Last night was the 1st time we'd been night fishing together & the 1st time we've fished for flats. My wife landed decent flat. The pic is horrible, but she was VERY scared of this thing. All & all not a bad night I guess.


----------



## Lewis (Apr 5, 2004)

Nice Cats...looks like a good night.


----------



## crawdiddy (Apr 10, 2006)

that's a GREAT night!!! congrats!


----------



## trophycats (May 28, 2006)

Looks like you guys had a good night. Nice fish! Where those the only 2 caught ?


----------



## H2O Mellon (Apr 5, 2004)

We caught two, but those are the same ones in the pic. My wife would only hold it for a split second. I ahd to hold it the rest of the time. Shes a good sport heh, she let me get in on the pics. 

The other was est 20# or just under that, prob was smaller once I try to think about it.
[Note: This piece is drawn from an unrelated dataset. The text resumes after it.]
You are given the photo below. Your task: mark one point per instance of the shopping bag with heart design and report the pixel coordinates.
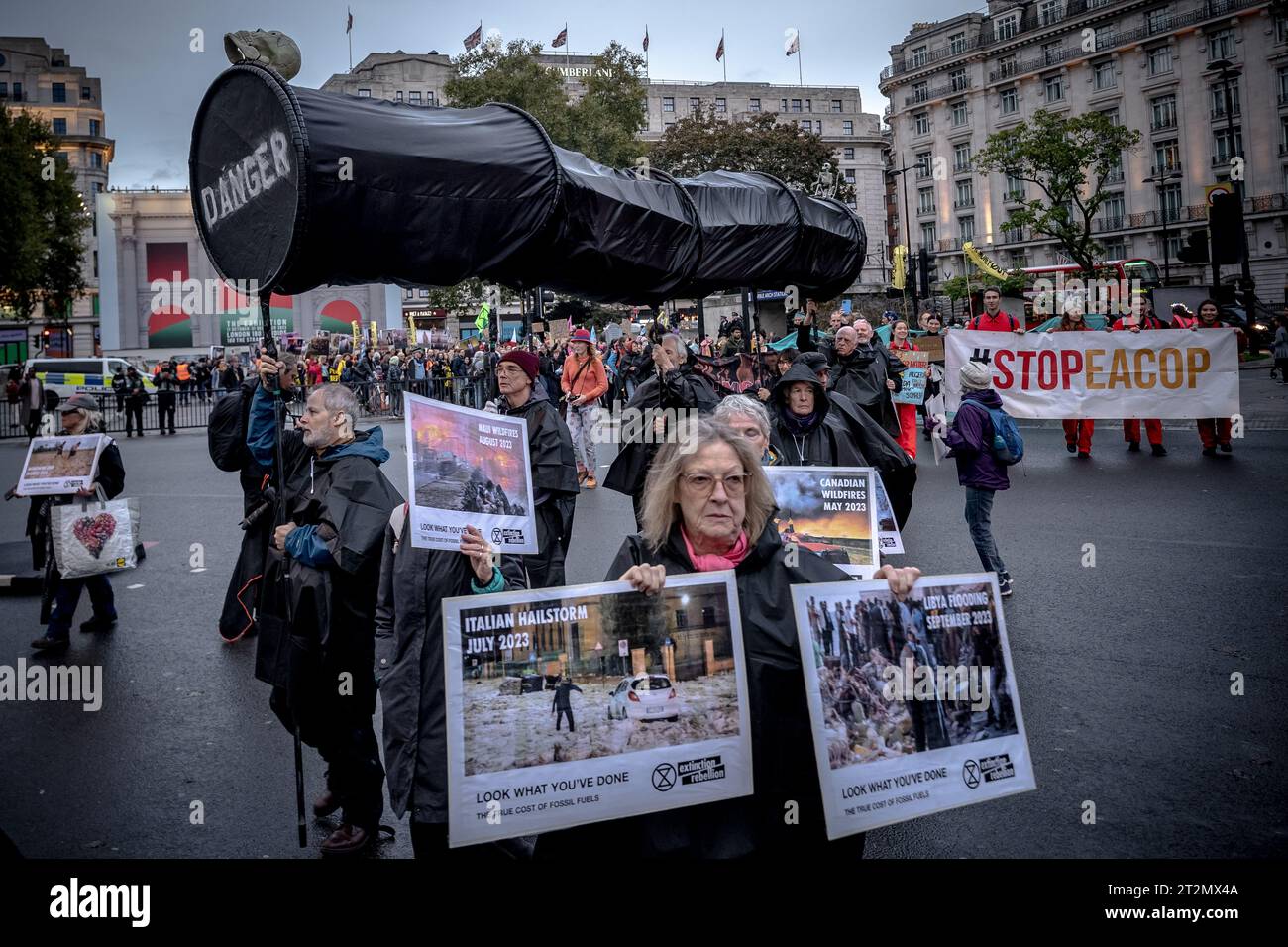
(95, 536)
It's on a 35 mm camera, hope to have the pics back soon.


----------



## misfit (Apr 5, 2004)

congrats to the wife on a first and nice fish.
and too the son also,on his first.he sure didn't look like he was too thrilled about it    
has the smile left his face yet?


----------



## katfish (Apr 7, 2004)

Brain

Now every time she goes you had better produce at least a 20 lb flathead  

Congratulations. Looks like everyone enjoyed themselves.


----------



## H2O Mellon (Apr 5, 2004)

That was as happy as I've ever been landing someone else's fish!


----------



## awfootball (Aug 10, 2005)

where did u catch those?


----------



## H2O Mellon (Apr 5, 2004)

Great Miami River (pics are same fish) other pic was taken on a 35mm.


----------



## truck (Apr 12, 2004)

Congrats to the wife Brian.Nice fish,now I think it might be my turn for some LOL I wish


----------



## monsterseeker06 (Aug 21, 2006)

dang,thats a nice catch,where do you keep catching all these big ones?


----------



## rockbass (Apr 16, 2004)

way to go to the wife! :B


----------



## flintlock (May 30, 2006)

Congrats on getting your wife out there and catching those 2 flatheads, very nice!


----------



## WISH IT WAS YOU (Jul 25, 2006)

good job hope she is hooked now


----------



## KATKING (Jun 10, 2006)

Nice Fish .....Congrats to the wife


----------



## HRCats (Oct 3, 2005)

Bryan, Congrats to your wife!! My wife and i are going to float the Scioto from Circleville to Chilicothee today and spend the night halfway down. I'm hoping mine can hook into one like that!! Her biggest flattie is 5 lbs, one like that might make her want to go more.


----------